Weight Quantization

I’m trying to implement the fixed point version of VGG 16. I want to start with the pre-trained VGG 16 with the floating point weight precision, then I wand to add a quantization layer before each convolutional layer which quantized the floating point weights into fixed point format (e.g., 8bits ) before multiplied by feature map in conolutional layers. My quantization function is :

wq = clip(round(w/stp), a,b)

where w,wq,stp, a and b are floating point weight, quantized weight, step size , min value and max value, respectively.

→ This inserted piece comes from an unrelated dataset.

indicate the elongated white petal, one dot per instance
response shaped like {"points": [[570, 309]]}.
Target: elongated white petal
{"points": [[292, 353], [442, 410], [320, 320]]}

Then I want to fine tune my model with the quantized wieght.
So far, I have defined a new layer as quantization layer which accept the floating point weight as the input and returns the quantized value of weight. here is my questions:

  1. Is the the best way to impeliment fixed point network?
  2. Do I need to define a new backward method to be used during the traning(fine tuning) process ?
  3. How can I feed the weight of each convolution layer to the quantization layer ? or How can I use this layer in my model architecture?
class Linear_Quantization(nn.Module):
  def __init__(self):
    super().__init__()
    self.bit_width=8
    self.step_size = Parameter(torch.Tensor(1))
  
  def forward(self, x):
    x = torch.round(x/self.step_size) 
    x = torch.clamp(x, min = -2**(self.bit_width-1) , max = (2**(self.bit_width-1)-1))
    x = x*self.step_size
    return x

Hey Amin,
Were you able find answers for these, I am trying to solve similar issue it would be helpful if you can share the information

Hey Samira,

Recently, Pytorch has provided a wide range of quantization approaches. You can find more details here.

Regards
Amin

Thank you, Amin
I was looking to quantize a model to 4 bit, currently pytorch has it implemented for 8 bit. I was trying to create my own Qconfig and provide the FakeQuantization with minlevel and maxlevel. Do you think this is the right way of achieving it?

I am trying to do the same thing Sairam954. Has it worked for you that way? Technically, that makes sense.